После смерти отца я поспрашивал прислугу, и один старик все-таки вспомнил некого Леона. Léon le juif, Леона-еврея, как все в доме его называли, от моего дедушки, который терпеть не мог евреев, до повара и горничных. «Но, – говоря словами того же старого повара, – это было очень давно, еще до того, как твои родители познакомились». Я понял, что пытаться выудить из нашего повара что-то еще – все равно что зубы рвать, и решил бросить тему: подумал, что расспрошу попозже, чтобы он не думал, что я его допрашиваю. Я спросил его о немцах, которые заняли наш дом, зная, что разговор об этих днях может снова навести нас на Леона, однако он ответил только, что немцы были de vrais gentlemen, настоящими джентльменами – оставляли щедрые чаевые и относились к моим родственникам с исключительным уважением, не то что тот старый еврей, сказал он, вспомнив, что я спрашивал его о Леоне. Повар был последним в нашем доме, кто знал Леона, но после смерти отца он ушел на пенсию и вернулся на север, где его следы затерялись.
После смерти матери я решил разобрать семейный архив, но ничего об этом еврее не нашел.
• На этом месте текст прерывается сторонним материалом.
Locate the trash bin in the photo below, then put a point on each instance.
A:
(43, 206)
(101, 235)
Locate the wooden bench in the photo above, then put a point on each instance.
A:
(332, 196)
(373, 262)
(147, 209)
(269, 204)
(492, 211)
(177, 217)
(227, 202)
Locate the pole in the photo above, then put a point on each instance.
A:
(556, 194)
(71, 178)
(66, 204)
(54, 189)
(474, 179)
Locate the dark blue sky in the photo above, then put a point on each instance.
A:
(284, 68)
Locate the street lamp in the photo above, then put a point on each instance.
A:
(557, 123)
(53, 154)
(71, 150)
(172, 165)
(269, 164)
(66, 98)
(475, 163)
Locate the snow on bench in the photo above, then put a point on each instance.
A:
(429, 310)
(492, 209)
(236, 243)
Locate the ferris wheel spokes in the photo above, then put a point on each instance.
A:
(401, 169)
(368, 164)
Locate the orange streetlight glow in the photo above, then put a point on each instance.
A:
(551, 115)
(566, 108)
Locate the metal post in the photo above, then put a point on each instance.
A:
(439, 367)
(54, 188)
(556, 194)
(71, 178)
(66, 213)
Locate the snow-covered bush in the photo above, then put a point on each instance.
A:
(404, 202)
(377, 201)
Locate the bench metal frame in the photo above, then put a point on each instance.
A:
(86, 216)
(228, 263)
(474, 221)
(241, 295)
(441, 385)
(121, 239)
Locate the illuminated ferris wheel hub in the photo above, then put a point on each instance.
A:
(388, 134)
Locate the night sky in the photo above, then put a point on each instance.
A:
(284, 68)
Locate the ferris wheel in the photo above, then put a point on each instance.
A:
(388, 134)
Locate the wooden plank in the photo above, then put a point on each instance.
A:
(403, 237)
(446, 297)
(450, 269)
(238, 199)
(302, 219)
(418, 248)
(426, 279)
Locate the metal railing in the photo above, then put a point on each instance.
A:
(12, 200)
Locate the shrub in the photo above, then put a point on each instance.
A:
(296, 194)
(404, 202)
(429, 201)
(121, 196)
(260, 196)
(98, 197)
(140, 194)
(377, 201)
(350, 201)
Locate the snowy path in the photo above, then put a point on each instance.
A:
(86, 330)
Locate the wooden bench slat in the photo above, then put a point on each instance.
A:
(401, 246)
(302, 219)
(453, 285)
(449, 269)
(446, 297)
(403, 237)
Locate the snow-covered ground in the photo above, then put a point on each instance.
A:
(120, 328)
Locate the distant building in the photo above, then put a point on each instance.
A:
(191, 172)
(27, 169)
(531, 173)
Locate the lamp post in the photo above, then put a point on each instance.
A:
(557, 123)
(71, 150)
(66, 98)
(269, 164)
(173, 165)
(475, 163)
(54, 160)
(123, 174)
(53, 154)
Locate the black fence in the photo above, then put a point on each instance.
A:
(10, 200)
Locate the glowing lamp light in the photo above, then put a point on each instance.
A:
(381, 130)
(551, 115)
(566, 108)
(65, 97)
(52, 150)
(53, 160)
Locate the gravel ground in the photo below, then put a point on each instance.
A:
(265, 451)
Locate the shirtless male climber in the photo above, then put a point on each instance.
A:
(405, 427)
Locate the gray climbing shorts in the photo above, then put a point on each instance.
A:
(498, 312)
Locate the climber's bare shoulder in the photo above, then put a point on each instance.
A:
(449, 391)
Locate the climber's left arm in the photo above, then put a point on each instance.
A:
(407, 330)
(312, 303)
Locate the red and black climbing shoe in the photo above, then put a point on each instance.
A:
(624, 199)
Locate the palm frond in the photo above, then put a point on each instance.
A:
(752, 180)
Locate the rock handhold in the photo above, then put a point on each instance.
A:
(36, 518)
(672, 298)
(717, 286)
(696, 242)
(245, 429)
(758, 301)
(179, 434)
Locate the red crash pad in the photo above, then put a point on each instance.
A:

Я не мог понять одного: почему отец держал ноты под замком и почему он назвал меня Леоном. Что случилось с моим тезкой? Я надеялся найти дневник или школьный журнал отца. Но отец никогда не вел дневника. Среди его бумаг я, правда, нашел дипломы, и свидетельства, и бесчисленные ноты – некоторые на такой хрупкой, окислившейся бумаге, что она рассыпалась от прикосновения. Однако странно, что я никогда не видел его перелистывающим эти ноты. Бывало, услышав пианистов по радио, он критиковал их игру, говоря: «Все равно что на машинке печатает». А об одном всемирно известном пианисте он сказал: «Замечательный пианист, но плохой музыкант».
Я понятия не имею, как он изменился, начав юридическую практику, и почему бросил карьеру музыканта. Или, говоря начистоту, я так никогда и не узнал человека, который скрывался за фасадом, выстроенным моим отцом. Я знал только юриста, но пианиста не видел; я с ним не жил и не встречался. И меня до сих пор убивает то, что я не знал этого пианиста и не разговаривал с ним. Человек, которого я знал, был его второй личностью. Подозреваю, у всех нас есть первые личности, и вторые личности, и, возможно, третьи, четвертые и пятые личности, и еще многие промежуточные варианты.